There is no reason to think that President Obama would not have complied with today’s ruling if it had gone the other way, but that doesn’t mean he would take it lying down. As the political reporter Marc Ambinder tweeted earlier this week, “The [White House] has exec[utive] orders [ready to go] if ACA is struck down. Their content and timing I don’t know. But they’ve got contingency plans a-plenty.”
The bottom line is that both Marshall and Roberts were writing their opinions in the face of intense political pressure and competing views of the proper scope of government power. In 1803, as Goldstone wrote, “Marshall found a way through the thicket.” Roberts did the same today.
How did they do it? In both cases, they started out with a nod to the opposition.
“With inspired misdirection, he began his opinion with a complete validation of Marbury’s claim,” Goldstone wrote of Marshall.
Likewise, Roberts began his opinion today by holding that the individual mandate could not be upheld under the Commerce Clause, which until relatively recently has permitted the federal government to regulate in countless areas with little court intervention. Concluding that the mandate “cannot be sustained under a clause authorizing Congress to ‘regulate commerce,’” the chief justice even went so far as to raise the hypothetical “broccoli” mandate—a pet issue of the mandate’s opponents that was raised by Justice Antonin Scalia at the oral arguments for the case in March. (This misdirection is also likely what led CNN and Fox News to mistakenly report that the mandate had been struck down.)
Next, each man issued his ruling in favor of the president, but simultaneously protected another interest.
In Marbury, Marshall struck down the law at issue, which resulted in a rejection of Marbury’s claim. This prevented Jefferson from losing the suit, but also provided Marshall with a win for the federalists’ aim to strengthen the judiciary.
Today, Roberts upheld the individual mandate under the federal constitutional authority to tax, which resulted in a rejection of the mandate opponents’ claims. This gave Obama a clear win on health care, but laid a potential trap for future congressional efforts to regulate commerce.

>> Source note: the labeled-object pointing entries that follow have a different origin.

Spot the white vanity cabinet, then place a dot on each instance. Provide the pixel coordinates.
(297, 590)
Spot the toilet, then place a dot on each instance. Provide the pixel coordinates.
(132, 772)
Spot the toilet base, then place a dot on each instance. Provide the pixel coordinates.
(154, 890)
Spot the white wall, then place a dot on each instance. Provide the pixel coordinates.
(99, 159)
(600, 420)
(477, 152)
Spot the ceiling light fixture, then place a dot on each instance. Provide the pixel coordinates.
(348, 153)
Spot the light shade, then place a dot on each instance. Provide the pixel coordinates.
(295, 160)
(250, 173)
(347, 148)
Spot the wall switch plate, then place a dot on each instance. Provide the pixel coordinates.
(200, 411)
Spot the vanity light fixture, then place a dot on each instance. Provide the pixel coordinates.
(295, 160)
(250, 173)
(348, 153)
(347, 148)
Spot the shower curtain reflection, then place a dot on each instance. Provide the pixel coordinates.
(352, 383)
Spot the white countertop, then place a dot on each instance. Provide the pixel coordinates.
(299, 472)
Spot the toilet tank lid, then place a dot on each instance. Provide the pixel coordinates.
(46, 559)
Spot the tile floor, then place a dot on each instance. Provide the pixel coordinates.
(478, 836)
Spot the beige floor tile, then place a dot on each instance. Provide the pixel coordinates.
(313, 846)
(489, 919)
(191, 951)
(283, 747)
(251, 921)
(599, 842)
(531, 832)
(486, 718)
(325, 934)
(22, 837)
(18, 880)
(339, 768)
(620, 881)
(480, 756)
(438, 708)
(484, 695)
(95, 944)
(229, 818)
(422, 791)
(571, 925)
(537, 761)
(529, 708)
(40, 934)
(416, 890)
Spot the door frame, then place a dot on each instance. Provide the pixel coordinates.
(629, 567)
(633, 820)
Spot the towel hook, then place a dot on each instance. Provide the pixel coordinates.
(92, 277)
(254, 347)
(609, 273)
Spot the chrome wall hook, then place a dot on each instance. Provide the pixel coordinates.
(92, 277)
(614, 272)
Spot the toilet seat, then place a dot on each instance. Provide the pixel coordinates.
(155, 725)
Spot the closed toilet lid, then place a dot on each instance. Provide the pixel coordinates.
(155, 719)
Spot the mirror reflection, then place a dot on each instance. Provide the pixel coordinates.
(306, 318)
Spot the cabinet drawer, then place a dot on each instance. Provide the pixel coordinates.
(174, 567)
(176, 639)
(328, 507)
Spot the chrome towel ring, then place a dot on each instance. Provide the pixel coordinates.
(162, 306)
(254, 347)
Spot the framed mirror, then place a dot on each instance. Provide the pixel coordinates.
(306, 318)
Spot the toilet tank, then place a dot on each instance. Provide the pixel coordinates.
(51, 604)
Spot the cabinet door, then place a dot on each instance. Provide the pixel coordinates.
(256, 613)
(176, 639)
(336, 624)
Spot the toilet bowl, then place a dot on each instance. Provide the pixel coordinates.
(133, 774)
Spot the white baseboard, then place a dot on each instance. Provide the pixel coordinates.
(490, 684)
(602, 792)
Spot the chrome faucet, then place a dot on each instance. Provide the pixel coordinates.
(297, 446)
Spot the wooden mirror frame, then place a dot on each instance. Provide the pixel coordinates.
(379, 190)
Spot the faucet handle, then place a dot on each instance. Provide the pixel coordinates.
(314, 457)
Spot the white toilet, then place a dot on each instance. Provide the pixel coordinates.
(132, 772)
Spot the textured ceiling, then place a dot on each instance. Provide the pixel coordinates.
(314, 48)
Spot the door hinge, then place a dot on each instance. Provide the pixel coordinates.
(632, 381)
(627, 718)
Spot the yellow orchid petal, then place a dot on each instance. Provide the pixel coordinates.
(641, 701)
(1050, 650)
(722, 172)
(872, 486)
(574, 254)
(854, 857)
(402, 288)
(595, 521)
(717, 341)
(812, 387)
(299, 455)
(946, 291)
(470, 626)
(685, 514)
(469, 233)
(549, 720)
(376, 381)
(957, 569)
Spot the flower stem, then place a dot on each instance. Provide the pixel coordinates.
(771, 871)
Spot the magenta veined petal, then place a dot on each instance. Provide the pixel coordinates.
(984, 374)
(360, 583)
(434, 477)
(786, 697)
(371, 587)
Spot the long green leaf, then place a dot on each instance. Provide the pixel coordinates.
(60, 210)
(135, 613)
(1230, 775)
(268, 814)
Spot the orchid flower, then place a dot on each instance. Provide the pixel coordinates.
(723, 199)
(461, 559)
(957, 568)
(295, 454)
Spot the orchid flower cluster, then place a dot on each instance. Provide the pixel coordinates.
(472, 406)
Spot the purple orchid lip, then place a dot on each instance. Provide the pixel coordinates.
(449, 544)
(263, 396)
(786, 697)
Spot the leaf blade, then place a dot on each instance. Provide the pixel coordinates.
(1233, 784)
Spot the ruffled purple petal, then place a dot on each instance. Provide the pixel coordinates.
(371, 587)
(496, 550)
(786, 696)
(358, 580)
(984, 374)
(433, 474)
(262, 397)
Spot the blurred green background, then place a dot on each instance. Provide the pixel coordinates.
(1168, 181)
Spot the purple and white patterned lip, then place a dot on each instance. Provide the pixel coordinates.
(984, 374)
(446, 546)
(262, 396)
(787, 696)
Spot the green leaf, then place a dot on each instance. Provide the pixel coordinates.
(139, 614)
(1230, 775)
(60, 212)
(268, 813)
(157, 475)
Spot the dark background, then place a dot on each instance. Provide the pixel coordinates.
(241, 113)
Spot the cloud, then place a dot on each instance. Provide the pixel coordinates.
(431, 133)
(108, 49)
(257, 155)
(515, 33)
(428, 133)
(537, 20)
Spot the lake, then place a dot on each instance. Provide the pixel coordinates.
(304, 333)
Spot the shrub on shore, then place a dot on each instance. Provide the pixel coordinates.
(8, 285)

The significance of this approach wasn’t lost on close observers of the court.
Roberts “reached out broadly to impose unprecedented new restrictions on the powers of Congress in its ability to address important national questions of social welfare,” wrote University of Pennsylvania law professor Tobias Barrington Wolff.
Slate’s Tom Scocca concurred. “By ruling that the individual mandate was permissible as a tax, [Roberts] joined the Democratic appointees to uphold the law—while joining the Republican wing to gut the Commerce Clause (and push back against the Necessary-and-Proper clause as well).”
But some say whatever damage was inflicted on the Commerce Clause today won’t be felt too deeply.
“It will have almost no effect on legislation moving forward, because the opinion makes clear that what you can't do through the Commerce Clause, you can do through the General Welfare Clause,” Jack Balkin, a professor at Yale Law School, told The Daily Beast. (Extra points to Balkin, who predicted today’s outcome.)
William Marshall, a former deputy White House counsel, likewise told The Daily Beast, “This is a very rare instance in which Congress believed there was a need to regulate inactivity in order to achieve its goals and I am not sure that there are likely to be many others.”
“The lasting impact of these portions of the court’s ruling will take years to assess,” Wolff said, noting that the portion of Roberts’s opinion discussing the Commerce Clause could be diminished because it was not, technically, necessary to the ruling—a view countered by Roberts himself in another part of his opinion.
“Nonetheless, their disruptive potential is extraordinary.”
It took 50 years after Marshall penned his opinion in Marbury for the Supreme Court to strike down another act of Congress. But more than 200 years later, the disruptive potential of judicial review remained on full display.